Another student illustrated how each member of her family taught her a new aspect or form of music. She wrote, “a real family doesn’t need the same blood pumping in everyone’s veins – it needs an understanding of the rhythms beating in each others hearts,” and one ninth grader, using few words and mostly illustrations, showed how he connected to his Jewish heritage on a trip to the American Jewish Museum with his grandparents, just days before his Bar Mitzvah.
The students enjoyed working in a format that is very modern and popular right now.
“This is only the second year we have been teaching “Persepolis” as part of our literature program, so it’s relatively new for us to be including a graphic novel,” Thompson said.

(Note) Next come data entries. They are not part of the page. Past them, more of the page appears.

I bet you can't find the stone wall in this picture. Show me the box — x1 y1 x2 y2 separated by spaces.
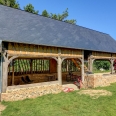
1 84 62 101
84 74 116 88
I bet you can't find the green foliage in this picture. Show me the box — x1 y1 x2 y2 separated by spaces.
24 4 39 14
42 10 49 17
48 8 76 24
1 83 116 116
93 60 110 70
0 0 76 24
0 0 20 9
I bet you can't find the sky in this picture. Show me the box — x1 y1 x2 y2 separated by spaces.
17 0 116 40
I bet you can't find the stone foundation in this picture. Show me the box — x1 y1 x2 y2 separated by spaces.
1 84 62 101
84 74 116 88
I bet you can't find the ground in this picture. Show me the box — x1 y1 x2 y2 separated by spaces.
78 89 112 99
0 103 6 115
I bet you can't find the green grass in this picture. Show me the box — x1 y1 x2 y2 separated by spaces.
93 70 111 73
1 83 116 116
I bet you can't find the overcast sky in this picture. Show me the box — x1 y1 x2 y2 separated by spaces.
17 0 116 40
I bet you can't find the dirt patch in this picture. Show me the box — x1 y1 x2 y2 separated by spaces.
0 103 6 115
78 90 112 99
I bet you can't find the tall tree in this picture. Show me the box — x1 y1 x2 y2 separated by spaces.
42 10 49 17
42 8 76 24
24 4 39 14
0 0 20 9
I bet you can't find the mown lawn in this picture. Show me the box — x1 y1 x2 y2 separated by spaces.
1 83 116 116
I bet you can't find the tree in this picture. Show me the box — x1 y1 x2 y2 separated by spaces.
24 4 39 14
42 10 49 17
0 0 20 9
42 8 76 24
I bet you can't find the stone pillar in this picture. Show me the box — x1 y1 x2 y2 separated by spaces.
110 59 114 74
57 56 62 85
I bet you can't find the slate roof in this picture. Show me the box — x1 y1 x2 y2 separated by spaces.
0 5 116 53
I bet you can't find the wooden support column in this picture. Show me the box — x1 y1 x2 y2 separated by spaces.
2 52 17 93
81 59 84 82
30 59 33 76
81 51 84 82
89 58 95 72
2 58 8 93
57 57 62 85
110 59 114 74
12 60 14 85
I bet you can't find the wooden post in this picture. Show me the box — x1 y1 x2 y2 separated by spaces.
89 58 94 72
12 60 14 85
110 59 114 74
57 57 62 85
2 56 8 93
81 51 84 82
30 59 33 76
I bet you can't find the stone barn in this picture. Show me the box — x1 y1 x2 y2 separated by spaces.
0 5 116 101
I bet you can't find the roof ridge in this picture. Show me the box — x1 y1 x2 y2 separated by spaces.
0 4 109 35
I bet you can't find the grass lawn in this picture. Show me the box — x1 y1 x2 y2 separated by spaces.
1 83 116 116
93 70 111 73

She noted that a graphic novel made The New York Times Book Review’s 2012 “Ten Best Books of the Year” list. “The ninth-grade teachers all believe, however, that this is first-rate literature in the comic format.”
Both the students and faculty agree that graphic novels have come a long way from newspaper funnies and “comic books” that students used to hide behind their textbooks to covertly read during class. For their assignment, the ninth graders rose to the challenge and created impressive works of both literary and artistic merit.
A number of the graphic novels are currently on display in the GFS Friends Free Library, 5418 Germantown Ave., which is open to the public. Stop by, relax and enjoy the artistry of these students’ words and images.